C’est une aventure peu commune qu’a vécue la journaliste néo-zélandaise Charlotte Bellis. Enceinte et non mariée, elle a trouvé refuge auprès des talibans afghans, nous apprend le «New Zealand Herald». Comment s’est-elle retrouvée dans cette situation?
Charlotte Bellis travaille pour le service anglophone de l’antenne afghane de la chaîne d’information arabe Al Jazeera. Mais c’est à Doha, le siège de la chaîne, qu’elle aurait appris qu’elle était enceinte. Puisqu’il est illégal au Qatar d’être enceinte sans être mariée, elle a gardé sa grossesse secrète.
Dans sa détresse, elle tente alors de retourner en Nouvelle-Zélande. Mais les conditions très strictes liées à la pandémie lui interdisent de rentrer dans son pays. Elle a pourtant présenté 59 documents aux autorités. Tous ont été rejetés.
Pas de place dans les hôtels de quarantaine
La journaliste n’est pas au bout de ses peines: Dans les hôtels de quarantaine néo-zélandais, il n’y a plus de places disponibles pour elle et son ami, le père de l’enfant, Jim Huylebroek, qui est photographe au «New York Times». Ces derniers mois, la situation s’est aggravée en Nouvelle-Zélande et les places dans les hôtels sont si rares qu’elles sont attribuées par tirage au sort.
Charlotte Bellis et Jim Huylebroek ont alors demandé une dérogation. Mais celle-ci n’a pas non plus été délivrée. La raison invoquée par les autorités est plutôt surprenante: elle n’a pas pris de rendez-vous médical en Nouvelle-Zélande. Un accouchement imminent n’étant pas apparemment pas considéré comme un rendez-vous médical suffisant.
Elle contacte les talibans
Elle a donc pris son téléphone et a appelé des contacts en Afghanistan, et pas n’importe lesquels… Des talibans de haut rang!
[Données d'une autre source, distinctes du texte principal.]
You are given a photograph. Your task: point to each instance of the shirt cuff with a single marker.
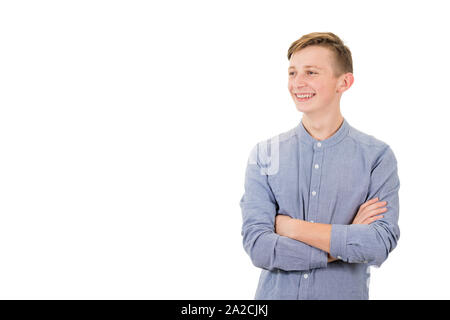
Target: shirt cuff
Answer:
(319, 258)
(338, 241)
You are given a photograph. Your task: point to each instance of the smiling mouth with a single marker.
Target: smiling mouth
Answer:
(304, 97)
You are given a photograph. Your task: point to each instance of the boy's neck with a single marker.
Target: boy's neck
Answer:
(323, 127)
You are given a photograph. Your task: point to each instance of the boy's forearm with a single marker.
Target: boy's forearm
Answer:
(314, 234)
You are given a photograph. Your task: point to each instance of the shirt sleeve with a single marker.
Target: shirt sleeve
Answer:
(372, 243)
(267, 249)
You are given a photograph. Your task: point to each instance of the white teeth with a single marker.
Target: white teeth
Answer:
(304, 95)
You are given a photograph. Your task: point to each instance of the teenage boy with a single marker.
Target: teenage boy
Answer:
(321, 200)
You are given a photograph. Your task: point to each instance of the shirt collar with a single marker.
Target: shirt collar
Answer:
(337, 137)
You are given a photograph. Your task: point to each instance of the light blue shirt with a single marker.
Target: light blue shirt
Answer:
(324, 182)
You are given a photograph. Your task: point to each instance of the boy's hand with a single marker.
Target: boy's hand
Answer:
(368, 211)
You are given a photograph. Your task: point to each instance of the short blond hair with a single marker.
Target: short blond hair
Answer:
(342, 55)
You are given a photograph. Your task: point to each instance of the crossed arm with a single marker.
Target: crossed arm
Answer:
(318, 235)
(279, 242)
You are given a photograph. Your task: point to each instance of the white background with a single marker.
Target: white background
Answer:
(125, 128)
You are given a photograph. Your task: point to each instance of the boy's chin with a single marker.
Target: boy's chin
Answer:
(305, 108)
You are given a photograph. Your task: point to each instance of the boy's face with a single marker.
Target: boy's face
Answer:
(311, 70)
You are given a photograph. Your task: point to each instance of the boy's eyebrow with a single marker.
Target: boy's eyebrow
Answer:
(292, 67)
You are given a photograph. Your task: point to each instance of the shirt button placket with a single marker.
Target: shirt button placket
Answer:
(315, 181)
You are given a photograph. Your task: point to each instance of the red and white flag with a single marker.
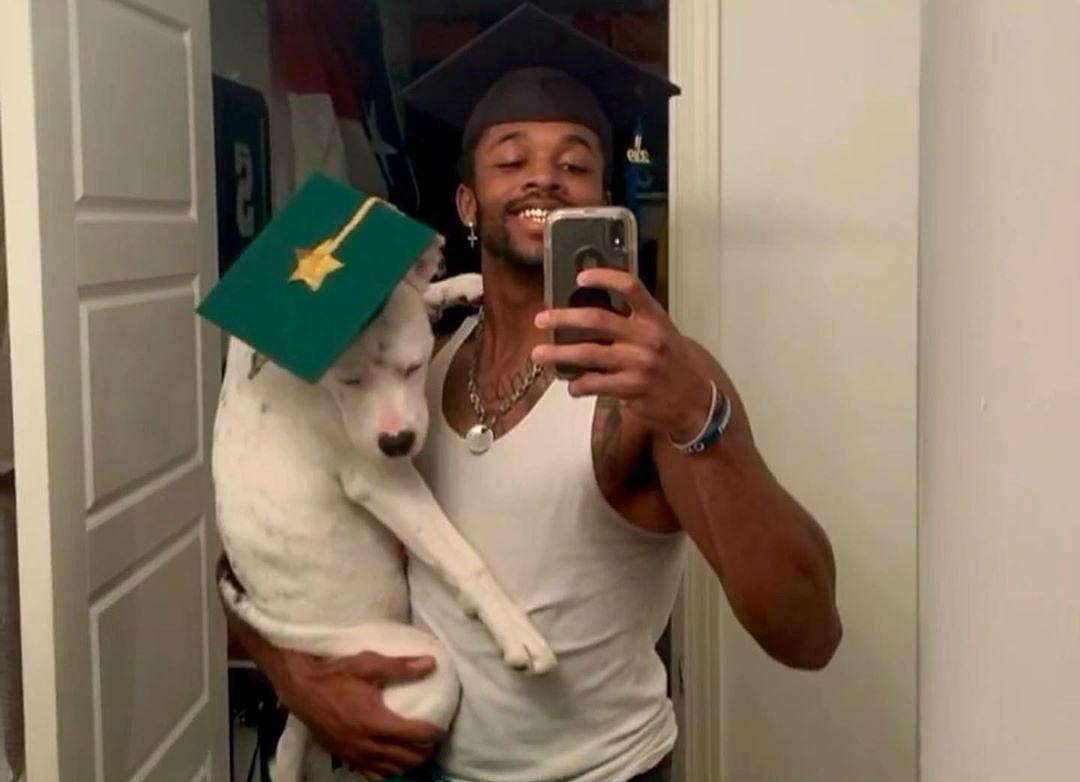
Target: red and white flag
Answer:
(315, 63)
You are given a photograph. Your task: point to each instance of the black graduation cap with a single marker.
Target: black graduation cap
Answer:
(531, 67)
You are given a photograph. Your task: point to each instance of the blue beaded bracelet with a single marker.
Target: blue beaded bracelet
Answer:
(719, 417)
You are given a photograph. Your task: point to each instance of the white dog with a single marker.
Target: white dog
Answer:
(315, 487)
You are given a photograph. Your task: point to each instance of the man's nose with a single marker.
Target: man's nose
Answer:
(543, 175)
(397, 444)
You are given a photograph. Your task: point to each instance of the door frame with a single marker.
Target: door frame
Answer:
(694, 296)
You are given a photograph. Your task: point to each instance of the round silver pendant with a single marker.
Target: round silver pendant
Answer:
(480, 439)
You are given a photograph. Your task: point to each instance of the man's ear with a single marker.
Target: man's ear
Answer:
(466, 200)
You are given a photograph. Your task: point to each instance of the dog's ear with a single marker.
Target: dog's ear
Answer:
(428, 268)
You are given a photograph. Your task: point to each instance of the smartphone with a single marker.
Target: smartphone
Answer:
(585, 238)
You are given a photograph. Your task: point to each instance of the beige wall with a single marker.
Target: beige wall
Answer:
(819, 328)
(1000, 421)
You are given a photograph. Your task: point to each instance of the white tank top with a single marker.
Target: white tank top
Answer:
(598, 589)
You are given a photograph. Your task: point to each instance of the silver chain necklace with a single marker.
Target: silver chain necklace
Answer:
(481, 435)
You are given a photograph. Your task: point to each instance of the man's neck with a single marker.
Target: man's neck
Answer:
(513, 295)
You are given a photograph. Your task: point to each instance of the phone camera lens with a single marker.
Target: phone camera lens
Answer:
(617, 233)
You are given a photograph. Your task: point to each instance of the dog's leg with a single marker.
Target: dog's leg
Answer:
(396, 495)
(287, 763)
(458, 290)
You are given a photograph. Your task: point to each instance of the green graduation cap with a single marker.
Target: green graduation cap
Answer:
(316, 274)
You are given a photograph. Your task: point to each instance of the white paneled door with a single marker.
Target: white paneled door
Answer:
(108, 184)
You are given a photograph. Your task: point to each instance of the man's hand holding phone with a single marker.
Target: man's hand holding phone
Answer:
(644, 360)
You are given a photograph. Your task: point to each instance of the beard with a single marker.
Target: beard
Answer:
(495, 237)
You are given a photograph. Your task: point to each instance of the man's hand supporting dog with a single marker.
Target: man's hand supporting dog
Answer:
(341, 702)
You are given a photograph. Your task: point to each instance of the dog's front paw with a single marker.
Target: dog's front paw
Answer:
(522, 645)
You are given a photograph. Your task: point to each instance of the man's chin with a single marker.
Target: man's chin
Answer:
(527, 254)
Ceux-ci lui ont rapidement permis d’entrer dans le pays. Elle sait pourtant qu’une grossesse peut y être synonyme de condamnation à mort. En situation de détresse, elle n’est donc même pas la bienvenue dans sa Nouvelle-Zélande. «C’est juste surréaliste», écrit-elle.
Elle a vivement critiqué la politique d’entrée du gouvernement néo-zélandais et les mesures drastiques liées au Covid. Selon elle, des milliers de Néo-Zélandais sont bloqués à l’étranger et ne peuvent pas rentrer chez eux. «Mais ce n’est que lorsqu’on se trouve soi-même dans cette situation qu’on se rend compte que ces règles n’ont aucun sens», assure-t-elle.
Sa demande «réexaminée»
La réaction des talibans a été pour le moins différente de celle de la Nouvelle-Zélande. Ceux-ci lui auraient assuré qu’elle pouvait se rendre sans problème en Afghanistan. Ils l’auraient également rassurée: «Ne vous inquiétez pas. Tout va bien se passer.»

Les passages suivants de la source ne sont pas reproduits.